Security headers are missing on most reachable sites
Of the 17 domains where HTTPS was reachable, the security-header story looked like this:
- 59% had no HSTS header.
- 88% had no Content-Security-Policy.
- 82% had no X-Frame-Options or modern frame-ancestors directive.
- 76% had no X-Content-Type-Options.
- 100% had no Referrer-Policy or Permissions-Policy.
Most of these are single-line web-server changes. None of them will break a working website if added carefully. They show up on cyber-insurance questionnaires, in larger-client procurement reviews, and in browser-vendor consoles that customers occasionally open.
The hopeful signs
TLS protocol adoption was good across the reachable sample: every site negotiated TLS 1.2 or TLS 1.3 by default. Thirteen of 17 defaulted to TLS 1.3, which is the modern best practice. No certificate was observed expiring within 30 days. No site in the sample still accepted TLS 1.0 or TLS 1.1. The cipher and protocol layer is the one place where AU SMB hygiene is broadly reasonable, mostly because Cloudflare and most managed hosting platforms set strong defaults that owners do not have to think about.
What to do about it
If you run a small business and you don't know whether your domain has a DMARC record, the fastest way to find out is the free tool we just shipped: /tools/dmarc-checker. Plain English, no signup, public DNS only. Works for any .com.au, .au, or other domain.

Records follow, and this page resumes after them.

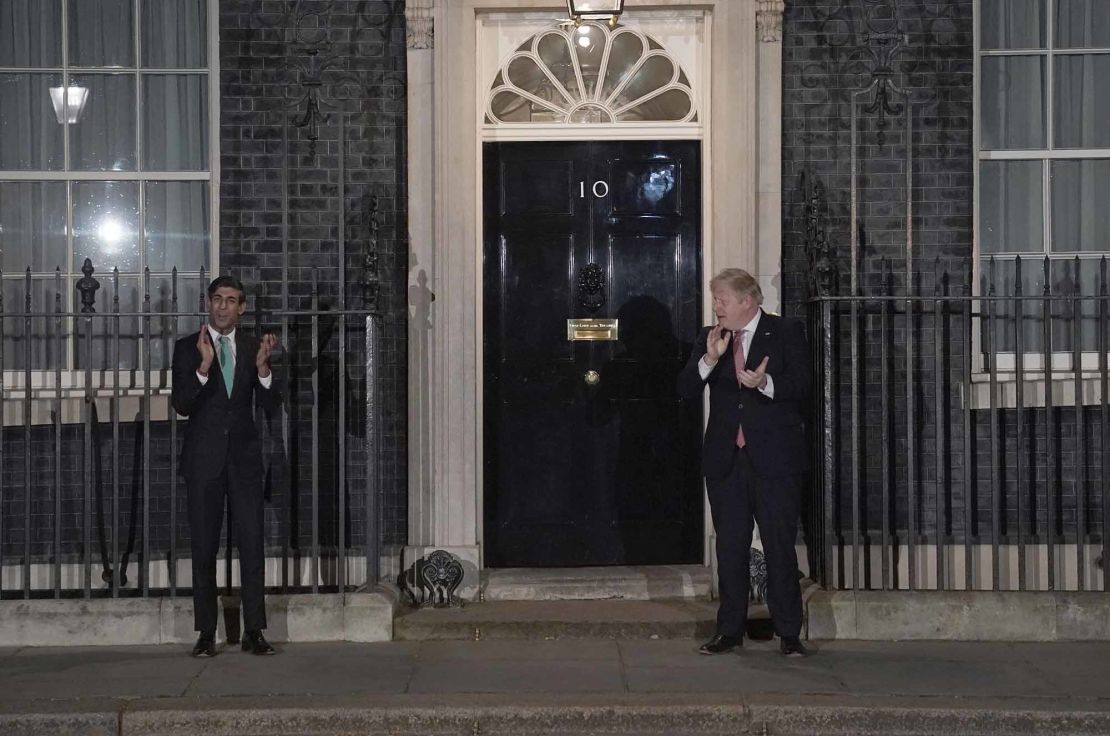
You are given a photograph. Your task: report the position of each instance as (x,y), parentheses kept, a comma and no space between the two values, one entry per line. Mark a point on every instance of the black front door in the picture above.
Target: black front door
(591,457)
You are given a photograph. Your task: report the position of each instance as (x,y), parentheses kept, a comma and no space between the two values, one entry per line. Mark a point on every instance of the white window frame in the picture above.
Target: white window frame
(1063,375)
(43,386)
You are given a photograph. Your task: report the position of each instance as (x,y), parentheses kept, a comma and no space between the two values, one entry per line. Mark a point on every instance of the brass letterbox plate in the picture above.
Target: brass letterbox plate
(592,329)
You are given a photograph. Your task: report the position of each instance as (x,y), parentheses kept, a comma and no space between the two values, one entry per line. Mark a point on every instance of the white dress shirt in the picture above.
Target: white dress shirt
(746,334)
(231,343)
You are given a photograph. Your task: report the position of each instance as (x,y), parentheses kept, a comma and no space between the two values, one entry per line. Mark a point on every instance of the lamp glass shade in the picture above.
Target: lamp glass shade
(69,102)
(595,9)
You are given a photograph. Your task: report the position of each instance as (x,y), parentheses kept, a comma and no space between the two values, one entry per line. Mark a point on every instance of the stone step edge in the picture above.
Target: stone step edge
(407,631)
(625,719)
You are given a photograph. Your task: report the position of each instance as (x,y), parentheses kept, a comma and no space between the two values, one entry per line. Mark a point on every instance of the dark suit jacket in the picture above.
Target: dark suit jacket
(774,429)
(221,429)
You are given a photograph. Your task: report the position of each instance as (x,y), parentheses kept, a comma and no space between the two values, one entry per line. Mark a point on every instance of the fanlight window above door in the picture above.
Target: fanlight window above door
(591,74)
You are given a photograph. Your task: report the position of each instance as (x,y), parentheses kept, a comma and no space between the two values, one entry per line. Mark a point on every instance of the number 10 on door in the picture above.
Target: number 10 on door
(601,189)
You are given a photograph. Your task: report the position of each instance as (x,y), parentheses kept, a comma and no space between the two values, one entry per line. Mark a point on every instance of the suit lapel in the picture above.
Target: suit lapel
(759,342)
(241,353)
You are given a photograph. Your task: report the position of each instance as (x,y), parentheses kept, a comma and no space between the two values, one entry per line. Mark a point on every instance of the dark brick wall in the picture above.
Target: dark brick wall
(263,60)
(825,59)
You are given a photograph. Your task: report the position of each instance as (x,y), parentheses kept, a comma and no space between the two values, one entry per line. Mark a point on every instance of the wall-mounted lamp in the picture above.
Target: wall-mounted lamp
(69,102)
(595,10)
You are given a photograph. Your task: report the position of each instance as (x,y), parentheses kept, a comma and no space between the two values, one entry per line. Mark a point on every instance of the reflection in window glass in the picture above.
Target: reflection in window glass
(174,131)
(526,74)
(653,74)
(104,138)
(673,104)
(30,135)
(589,76)
(624,54)
(556,54)
(32,225)
(177,225)
(1080,211)
(31,33)
(1012,23)
(174,33)
(1082,24)
(1010,217)
(1012,102)
(101,33)
(589,47)
(1081,104)
(106,224)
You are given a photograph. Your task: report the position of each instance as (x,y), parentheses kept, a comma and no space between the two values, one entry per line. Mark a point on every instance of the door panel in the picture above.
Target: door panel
(581,473)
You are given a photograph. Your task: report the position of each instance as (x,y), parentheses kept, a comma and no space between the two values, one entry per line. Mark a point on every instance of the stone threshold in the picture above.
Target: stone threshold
(626,583)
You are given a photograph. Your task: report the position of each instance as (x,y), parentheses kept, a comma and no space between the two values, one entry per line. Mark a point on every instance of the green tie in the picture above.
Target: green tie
(226,365)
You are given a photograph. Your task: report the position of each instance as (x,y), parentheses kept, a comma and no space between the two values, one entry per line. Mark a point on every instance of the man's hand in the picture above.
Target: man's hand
(716,343)
(266,345)
(205,349)
(755,379)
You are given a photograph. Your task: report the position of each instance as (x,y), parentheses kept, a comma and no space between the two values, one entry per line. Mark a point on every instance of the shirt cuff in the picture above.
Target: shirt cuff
(705,369)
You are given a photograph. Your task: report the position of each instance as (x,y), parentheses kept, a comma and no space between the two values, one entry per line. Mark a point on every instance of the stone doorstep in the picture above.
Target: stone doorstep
(958,615)
(648,715)
(121,622)
(625,583)
(553,619)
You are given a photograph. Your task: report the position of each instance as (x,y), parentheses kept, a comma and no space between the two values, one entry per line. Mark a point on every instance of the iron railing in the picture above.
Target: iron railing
(89,476)
(961,439)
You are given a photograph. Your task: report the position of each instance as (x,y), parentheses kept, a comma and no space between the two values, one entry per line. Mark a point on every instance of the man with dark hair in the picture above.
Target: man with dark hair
(754,455)
(221,459)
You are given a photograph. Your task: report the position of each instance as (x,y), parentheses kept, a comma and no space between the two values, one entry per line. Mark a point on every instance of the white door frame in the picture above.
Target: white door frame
(742,173)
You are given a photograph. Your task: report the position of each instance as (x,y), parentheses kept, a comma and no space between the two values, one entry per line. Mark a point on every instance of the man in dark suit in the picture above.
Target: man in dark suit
(217,373)
(754,454)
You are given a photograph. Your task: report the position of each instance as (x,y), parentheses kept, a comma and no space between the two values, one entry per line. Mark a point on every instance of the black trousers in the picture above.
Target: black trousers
(207,501)
(774,503)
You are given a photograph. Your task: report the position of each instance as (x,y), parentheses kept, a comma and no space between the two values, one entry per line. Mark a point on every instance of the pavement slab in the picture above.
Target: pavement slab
(565,686)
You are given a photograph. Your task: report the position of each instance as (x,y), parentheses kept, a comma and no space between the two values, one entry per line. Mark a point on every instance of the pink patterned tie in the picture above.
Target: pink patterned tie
(738,359)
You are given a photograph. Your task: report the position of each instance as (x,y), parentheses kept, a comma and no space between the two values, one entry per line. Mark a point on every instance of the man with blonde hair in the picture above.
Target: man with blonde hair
(754,454)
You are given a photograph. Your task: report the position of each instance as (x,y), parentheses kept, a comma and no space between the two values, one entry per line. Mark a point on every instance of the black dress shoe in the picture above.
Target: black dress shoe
(255,643)
(205,645)
(793,647)
(719,644)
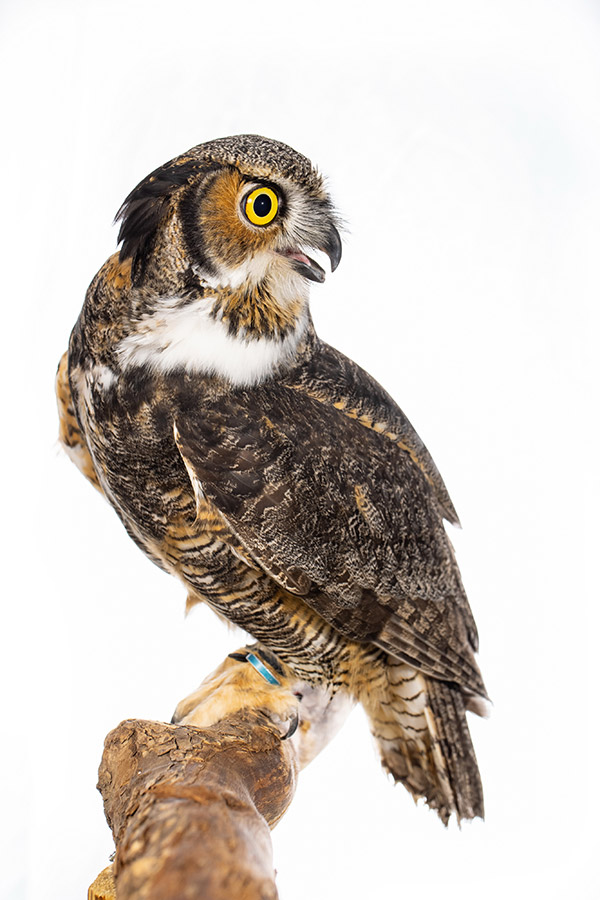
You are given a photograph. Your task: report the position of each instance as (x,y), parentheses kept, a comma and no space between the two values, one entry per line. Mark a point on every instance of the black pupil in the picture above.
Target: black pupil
(262,205)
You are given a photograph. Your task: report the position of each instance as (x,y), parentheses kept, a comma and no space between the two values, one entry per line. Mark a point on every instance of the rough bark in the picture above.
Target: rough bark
(190,809)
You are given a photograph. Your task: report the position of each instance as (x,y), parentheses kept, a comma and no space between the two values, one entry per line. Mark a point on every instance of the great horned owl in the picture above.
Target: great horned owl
(266,470)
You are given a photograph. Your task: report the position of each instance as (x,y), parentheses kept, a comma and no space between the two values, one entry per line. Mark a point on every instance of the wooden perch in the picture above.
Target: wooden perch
(190,804)
(190,809)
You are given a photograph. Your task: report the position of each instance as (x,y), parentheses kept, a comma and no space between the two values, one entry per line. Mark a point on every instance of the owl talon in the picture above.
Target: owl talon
(293,726)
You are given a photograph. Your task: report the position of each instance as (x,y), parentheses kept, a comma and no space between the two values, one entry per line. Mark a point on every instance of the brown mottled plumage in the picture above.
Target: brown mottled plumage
(267,471)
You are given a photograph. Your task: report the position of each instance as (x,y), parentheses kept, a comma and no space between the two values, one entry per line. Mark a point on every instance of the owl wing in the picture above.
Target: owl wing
(338,512)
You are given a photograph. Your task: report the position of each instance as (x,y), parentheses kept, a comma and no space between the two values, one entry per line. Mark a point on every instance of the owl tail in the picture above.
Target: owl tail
(421,731)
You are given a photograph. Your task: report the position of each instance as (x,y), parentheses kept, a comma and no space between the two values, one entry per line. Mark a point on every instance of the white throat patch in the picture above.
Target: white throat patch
(185,335)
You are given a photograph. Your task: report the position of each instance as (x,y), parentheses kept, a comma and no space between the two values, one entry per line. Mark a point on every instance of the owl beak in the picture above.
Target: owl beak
(333,247)
(310,269)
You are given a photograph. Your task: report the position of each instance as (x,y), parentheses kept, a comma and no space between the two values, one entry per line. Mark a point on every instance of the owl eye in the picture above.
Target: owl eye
(261,206)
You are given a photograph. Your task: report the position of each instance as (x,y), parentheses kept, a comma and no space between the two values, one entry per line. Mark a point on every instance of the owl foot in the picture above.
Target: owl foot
(244,680)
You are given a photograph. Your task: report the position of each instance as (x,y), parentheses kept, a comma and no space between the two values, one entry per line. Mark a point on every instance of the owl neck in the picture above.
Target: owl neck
(244,335)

If you want to find out what else is exposed, the free check at AttackEdge runs the passive parts of a full scan in about 60 seconds. The paid plans cover the active checks (port discovery, web-server fingerprints, exposed admin panels, vulnerable software versions) and produce a report you can send to your IT or web developer with one click.
We will publish a fuller edition of the SMB Exposure Index after the first 100-250 free-check participants. The numbers above are a sample, not a definitive measure of the Australian SMB landscape.